In lieu of reviews or four lenses write-ups for NWNW, which honestly I had a lot of trouble attempting to write, I decided to go with a simpler device put to use in writing sessions we had in Alice Gosti’s Say Yes IMP class: Poetic, stream of consciousness rambling. I found this a much clearer way to articulate what I felt or saw.
Claire Thomforde-Garner – “The Wrestling Match”: Wrestlers meander onto the mat, then meander through a faux match morphed into a dance. The clothes come off. The man has a dance belt and is covered in tape. The lady is in her underwear and is covered in tape. Her scowl never disappears. Their awkward contact dancing becomes her sequence and his perpetual roll around her. They finally engage the tape and peel from each other. There was a deeper message and we never got it.
AJA – “slugs do it real slow and pretty”: Jumping on a mattress like kids. Run away, and then loud confrontational music and titles. Slugs and giant but barely readable text. Sext. Man and woman in the back very slowly disrobe. Kissing him slowly, at life speed. Collision! They are going to hurt each other! Did they? Stop to floss. Let’s all floss as a group. A string. But now we will brush teeth all in a row. Your toothbrush is my toothbrush. Your nastiness is my nastiness. And now we mouthwash with cheap mouthwash. We all get our own mouthwash however. And a community spit bucket. That shit is nasty. Get it out of here. Here kiss me. Now kiss me. Now kiss me. But not me. I already made out with your neck. The guys illustrate the finer points of furiously jerking off. Our climax is the ladies heads popping variety show style from the backdrop. Write your own conclusion.
Pony World Theatre – “A Compelling, Unknown Force”: Chekhovian dialogue gives us a wall to look over or around. Close your eyes. Every time you open them a tableau. We show a picture and then tell a story. This is a multi-person recount of a story compared to raw drama. These are servants to a story rather than characters. Paper realities. We are reading a book, except the book is showing us AND telling us the story. An incomplete story.
PE | Mo – “RIGGED”: Run! High school gym class! Frenetic looks! And now a loser! Go away! Dance! Shapoopie! Take that to the bank! A winner is you! But none of you get anything! Except apples! Sulking! Defeat! And Pol! This is delicious! Watch me eat and drink, bitches. Now RUN. DANCE. YOU’RE NOT DANCING FAST ENOUGH. SHOW ME YOUR APPLES. THESE ARE NOT ENOUGH APPLES. GO CLEAN LANE CZAPLINSKI’S OFFICE WITH THE OTHER LOSERS. Sing me a song. Dance!
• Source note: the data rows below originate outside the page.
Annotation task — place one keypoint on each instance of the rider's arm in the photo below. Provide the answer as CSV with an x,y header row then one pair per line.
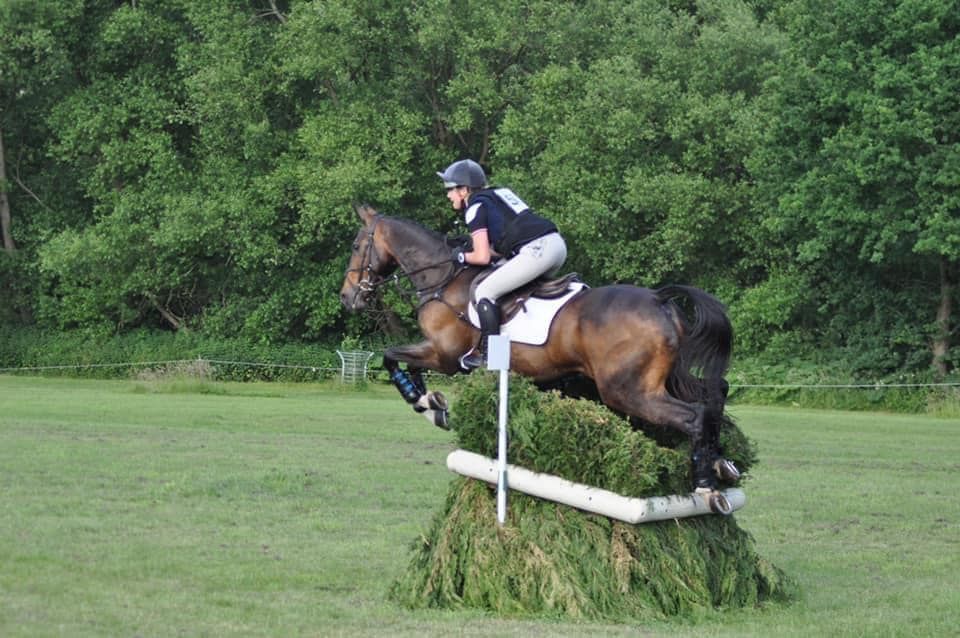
x,y
482,253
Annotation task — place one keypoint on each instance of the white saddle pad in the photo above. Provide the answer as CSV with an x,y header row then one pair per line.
x,y
532,323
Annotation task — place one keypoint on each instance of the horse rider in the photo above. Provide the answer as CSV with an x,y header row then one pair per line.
x,y
504,231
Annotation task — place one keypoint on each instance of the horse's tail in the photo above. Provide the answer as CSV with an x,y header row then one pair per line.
x,y
705,346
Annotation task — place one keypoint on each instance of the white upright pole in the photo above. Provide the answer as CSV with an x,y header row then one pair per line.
x,y
498,358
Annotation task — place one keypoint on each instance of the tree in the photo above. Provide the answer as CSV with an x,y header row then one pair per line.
x,y
861,170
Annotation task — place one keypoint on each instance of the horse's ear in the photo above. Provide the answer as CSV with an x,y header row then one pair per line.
x,y
365,212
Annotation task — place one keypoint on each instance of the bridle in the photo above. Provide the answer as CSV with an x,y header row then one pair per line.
x,y
367,283
371,280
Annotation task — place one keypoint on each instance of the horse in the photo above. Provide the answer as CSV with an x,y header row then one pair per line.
x,y
632,348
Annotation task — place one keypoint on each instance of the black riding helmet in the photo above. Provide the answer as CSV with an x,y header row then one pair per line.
x,y
464,173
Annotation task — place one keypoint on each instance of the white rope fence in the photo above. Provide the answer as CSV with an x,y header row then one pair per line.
x,y
341,371
169,362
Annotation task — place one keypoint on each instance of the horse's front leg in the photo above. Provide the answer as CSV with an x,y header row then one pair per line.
x,y
410,383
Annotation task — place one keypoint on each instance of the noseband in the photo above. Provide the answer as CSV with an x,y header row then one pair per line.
x,y
370,279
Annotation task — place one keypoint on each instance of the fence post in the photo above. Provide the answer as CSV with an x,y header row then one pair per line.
x,y
353,365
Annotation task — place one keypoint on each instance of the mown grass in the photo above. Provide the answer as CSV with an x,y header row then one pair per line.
x,y
133,508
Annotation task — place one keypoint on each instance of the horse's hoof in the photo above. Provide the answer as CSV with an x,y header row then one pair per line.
x,y
437,401
726,470
719,504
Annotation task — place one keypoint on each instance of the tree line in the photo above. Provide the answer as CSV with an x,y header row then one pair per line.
x,y
174,165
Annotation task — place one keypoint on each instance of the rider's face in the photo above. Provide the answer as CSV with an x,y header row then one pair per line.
x,y
458,196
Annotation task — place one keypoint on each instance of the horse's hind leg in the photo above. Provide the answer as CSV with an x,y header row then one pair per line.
x,y
662,409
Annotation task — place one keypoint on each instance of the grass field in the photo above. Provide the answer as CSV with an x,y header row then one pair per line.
x,y
157,509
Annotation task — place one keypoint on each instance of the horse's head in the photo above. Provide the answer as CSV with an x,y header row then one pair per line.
x,y
370,262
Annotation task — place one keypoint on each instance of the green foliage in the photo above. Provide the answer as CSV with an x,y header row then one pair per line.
x,y
553,560
191,166
106,355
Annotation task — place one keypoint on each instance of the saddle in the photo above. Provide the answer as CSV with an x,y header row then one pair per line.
x,y
540,288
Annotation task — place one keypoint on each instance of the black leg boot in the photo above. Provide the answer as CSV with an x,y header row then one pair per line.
x,y
489,314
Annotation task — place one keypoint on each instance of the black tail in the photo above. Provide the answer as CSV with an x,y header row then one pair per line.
x,y
698,374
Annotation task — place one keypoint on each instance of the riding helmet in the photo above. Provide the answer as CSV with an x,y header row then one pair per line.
x,y
464,173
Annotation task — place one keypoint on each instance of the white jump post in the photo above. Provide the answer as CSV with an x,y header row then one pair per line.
x,y
498,358
587,498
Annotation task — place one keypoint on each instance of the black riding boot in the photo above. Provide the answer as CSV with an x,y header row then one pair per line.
x,y
489,314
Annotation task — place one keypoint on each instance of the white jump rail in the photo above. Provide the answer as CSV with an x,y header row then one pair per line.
x,y
587,498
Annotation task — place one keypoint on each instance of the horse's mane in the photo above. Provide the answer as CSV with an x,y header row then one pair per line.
x,y
419,228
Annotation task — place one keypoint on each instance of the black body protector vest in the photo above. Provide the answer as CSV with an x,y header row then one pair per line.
x,y
520,224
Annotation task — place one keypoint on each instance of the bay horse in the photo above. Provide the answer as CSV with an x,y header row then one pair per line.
x,y
633,347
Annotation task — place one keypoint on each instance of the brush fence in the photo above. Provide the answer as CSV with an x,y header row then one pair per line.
x,y
584,497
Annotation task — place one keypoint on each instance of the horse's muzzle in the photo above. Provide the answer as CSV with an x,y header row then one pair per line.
x,y
353,299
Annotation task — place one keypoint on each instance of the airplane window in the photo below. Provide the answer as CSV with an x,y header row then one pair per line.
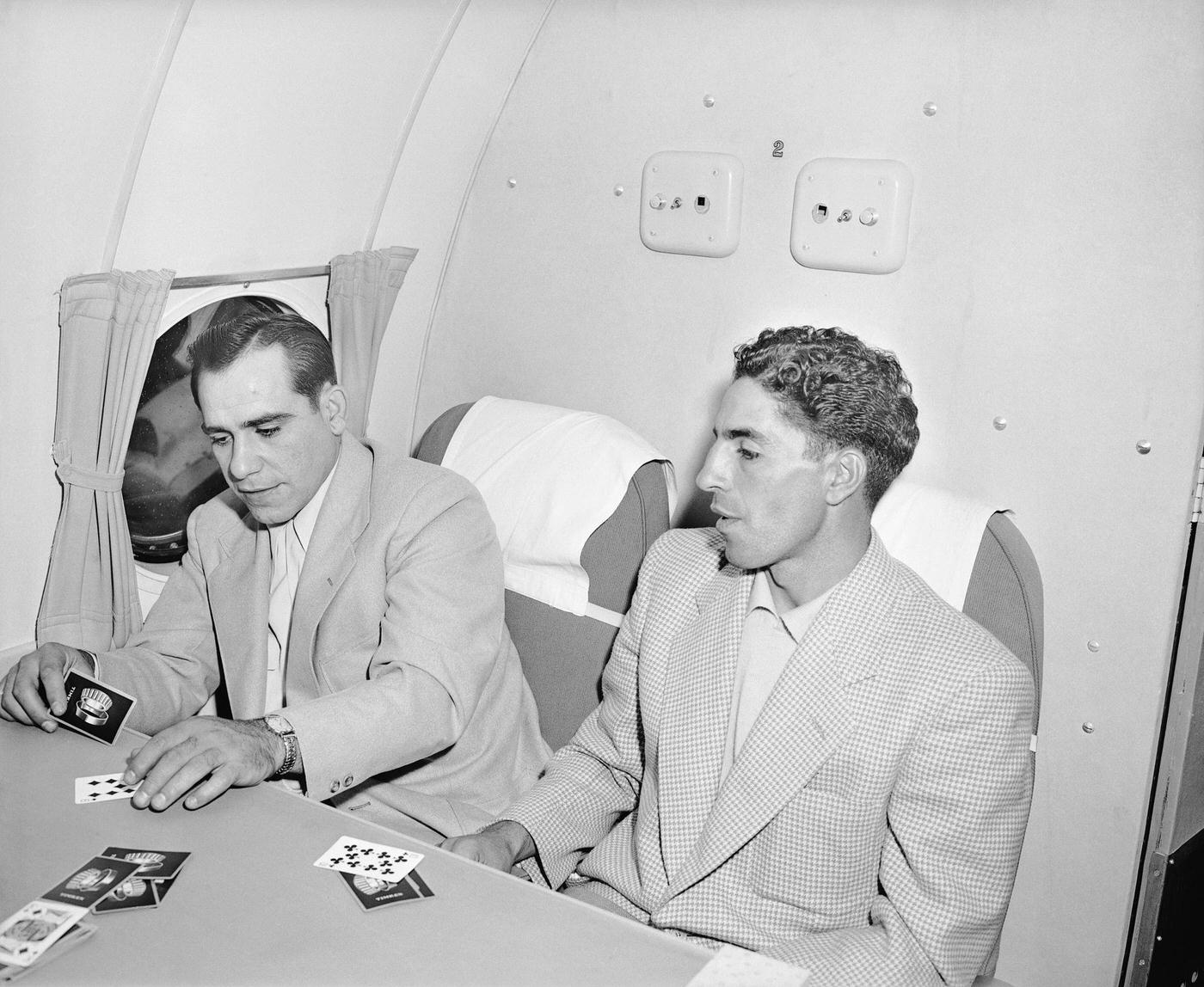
x,y
169,467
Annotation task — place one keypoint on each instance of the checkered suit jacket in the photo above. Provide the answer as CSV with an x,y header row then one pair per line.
x,y
870,826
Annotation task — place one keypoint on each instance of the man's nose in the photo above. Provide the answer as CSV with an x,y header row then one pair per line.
x,y
243,460
710,477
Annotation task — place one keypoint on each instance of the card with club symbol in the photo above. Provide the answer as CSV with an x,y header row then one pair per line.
x,y
372,860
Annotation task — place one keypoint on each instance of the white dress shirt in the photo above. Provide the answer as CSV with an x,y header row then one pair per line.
x,y
289,544
767,643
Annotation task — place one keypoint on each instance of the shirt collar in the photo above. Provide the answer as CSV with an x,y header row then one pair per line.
x,y
307,517
797,619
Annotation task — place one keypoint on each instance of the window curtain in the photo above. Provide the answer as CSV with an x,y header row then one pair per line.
x,y
363,291
108,331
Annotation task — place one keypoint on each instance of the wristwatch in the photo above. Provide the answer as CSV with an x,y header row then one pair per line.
x,y
283,728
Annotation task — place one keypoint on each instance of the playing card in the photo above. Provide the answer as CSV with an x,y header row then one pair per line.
x,y
372,860
102,788
153,864
132,893
375,892
28,933
95,880
72,936
94,708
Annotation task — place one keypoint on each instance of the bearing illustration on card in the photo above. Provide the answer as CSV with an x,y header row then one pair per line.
x,y
376,892
94,709
28,933
132,893
153,864
372,860
96,879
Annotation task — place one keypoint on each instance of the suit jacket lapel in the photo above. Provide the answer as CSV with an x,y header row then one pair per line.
x,y
330,557
804,720
238,592
697,700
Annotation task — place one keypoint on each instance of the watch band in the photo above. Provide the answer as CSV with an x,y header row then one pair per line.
x,y
283,728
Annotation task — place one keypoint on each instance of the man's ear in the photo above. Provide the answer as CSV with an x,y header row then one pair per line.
x,y
846,473
333,405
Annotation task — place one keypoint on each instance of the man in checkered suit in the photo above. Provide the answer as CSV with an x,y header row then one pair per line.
x,y
801,749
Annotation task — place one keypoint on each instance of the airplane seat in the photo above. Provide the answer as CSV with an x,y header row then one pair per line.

The dance of losing! Only four remain! Who will survive and win nothing? Tune in next time!
Elia Mrak – “los samurai”: Someone’s bookshelf has splashed across the stage. Five Zambranos play lumberjack. Relentless pursuit. A game with each other, or an attempt to break each other? Or both? Splash into music. Rage Against the Machine predates this all. The lumberjack winner is Elia, on account of it is his damn piece and he makes the rules. The losers must mop up the literary mess. He will monitor the cleanup and ensure compliance with his stage cleanup needs. He, Viko and Pili fill the silence with Zambranic communication. Their dance is a conversation. We lack understanding. The chaplain speaks, his eulogy riveted onto the end of this piece, and they shut up. And that is all you will get from them.
Allie Hankins – “Misshapen Pearl”: Marionettes in formation. A rigid archetypal dance. Break aways to perform an identical sequence and show respective costume flaws. Allie breaks away and twitches into a convulsive solo in dim side light. The dance turns as dark as the light and we pink elephant through an eerie sequence composing the long, distended end to this piece.
Maxie Jamal and the Mystiquesterium – “One Plus”: A diorama of slavery from the perspective of ancestors of the enslaved. Colorful interludes caricature history. The dance steps high and leaps forth in perpetuity. The energy never dissipates even as the dancers stamina does. The singers struggle to reach the back row, but the dance can be visually heard down the block. Those of us in the front rows are fortunate. The slave trader’s voice is a loud, noxious fart in church. The slide show makes me think we’re in school.
Josh Martin – “Leftovers”: Stop motion individual. I see no story but I see an amazing effect brought to life. Diagonal light pierces the stage darkness. The middle dance never finds its form until it returns to the stop motion magic that captured attention. Still, Josh Martin has opened a door and no one’s going to shut it again.